RAAC crisis: hospitals prepare to evacuate as CLC steps in


Hospitals with reinforced autoclaved aerated concrete (RAAC) have been told to prepare to evacuate, while the Construction Leadership Council (CLC) has said it is providing urgent advice to government.

More than a hundred schools have already been told to stop using buildings with the lightweight concrete due to concerns it could collapse at any time – but now NHS England has written to all hospital trusts asking those with known RAAC to review plans for patient evacuation “as a matter of priority”.

The CLC has, meanwhile, said it is creating an expert panel on RAAC to assess risk levels for the government and support with the design and delivery of future remediation programmes. The panel will be coordinated by Construction Industry Council chief executive Graham Watts.

On Tuesday (5 September), NHS England said NHS trusts with RAAC-affected buildings should familiarise themselves with a regional evacuation plan created and tested in the East of England, and incorporate the learnings into their own business-continuity planning.

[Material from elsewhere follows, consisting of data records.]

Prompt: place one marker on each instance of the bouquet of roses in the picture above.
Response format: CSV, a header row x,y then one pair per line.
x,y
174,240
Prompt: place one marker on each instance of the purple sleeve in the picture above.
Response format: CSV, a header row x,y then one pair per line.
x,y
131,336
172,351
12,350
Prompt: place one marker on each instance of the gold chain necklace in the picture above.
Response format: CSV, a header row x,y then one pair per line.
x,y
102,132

“Effective management of RAAC significantly reduces associated risks; but does not completely eliminate them,” the letter said.

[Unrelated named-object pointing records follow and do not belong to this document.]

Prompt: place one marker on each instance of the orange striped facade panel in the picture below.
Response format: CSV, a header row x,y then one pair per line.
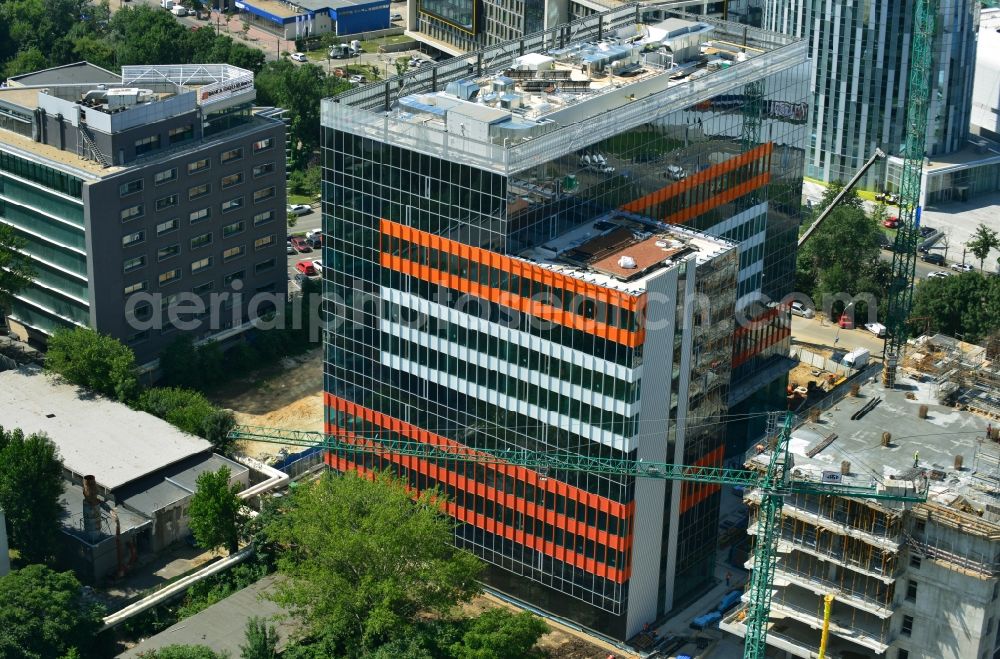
x,y
624,512
514,535
694,493
518,268
677,188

The letter was written by the NHS’s national director for emergency planning and incident response Mike Prentice and chief commercial officer Jacqui Rock.

The NHS has been surveying sites for RAAC since 2019, after the Standing Committee on Structural Safety (SCOSS) issued an alert warning building-owners including NHS trusts, of the dangers posed by the material.

In May 2023, NHS England asked NHS trusts, including those providing mental health, community and ambulance services, to reassess their estates for RAAC. The NHS expects initial assessments of sites recently identified as containing RAAC to be completed by the end of this week.

In July, junior minister Will Quince told Parliament that 22 NHS bodies had reported significant amounts of RAAC in their estates. The letter names 27 sites where RAAC has been identified, but the government said it had been removed from three of these sites.

Seven hospitals containing RAAC are being replaced through the New Hospital Programme by 2030. One of those hospitals, the Queen Elizabeth Hospital in King’s Lynn, reported last year that it had three times more props than hospital beds, with 79 per cent of its buildings containing RAAC planks.

The CLC’s technical expert panel is, meanwhile, expected to be convened in the coming days and will create a plan to address the immediate support required, including provision of temporary buildings and the availability and competence of inspectors.

It comes after the National Audit Office warned in June that the government’s efforts to remediate RAAC in schools had been slowed by “construction providers not taking up contracts given instability in the construction market and inflationary risks”.

CLC co-chair Mark Reynolds said: “The construction industry has a responsibility to ensure the safety and the confidence of the public in the buildings that are a part of the fabric of their daily lives.

“The CLC is working to coordinate a cross-sector response; marshalling technical expertise and industry capacity to support the government and building-owners to develop an effective programme to assist with prioritising and mitigating the risks; and developing plans to remediate buildings where required.”

Watts said: “While we anticipate that the majority of buildings that contain RAAC will remain safe, there is an urgent need to identify and remedy any risks to the public. As an industry we will support the programme of expert assessment of structures, both public and private, to identify where RAAC has been used and to deal with it to make it safe.

“We will be setting up two groups to take this work forward – a technical expert panel to coordinate our cross-industry response, as well as a communications group. We will be confirming the full membership of both groups shortly, and their work will start immediately.”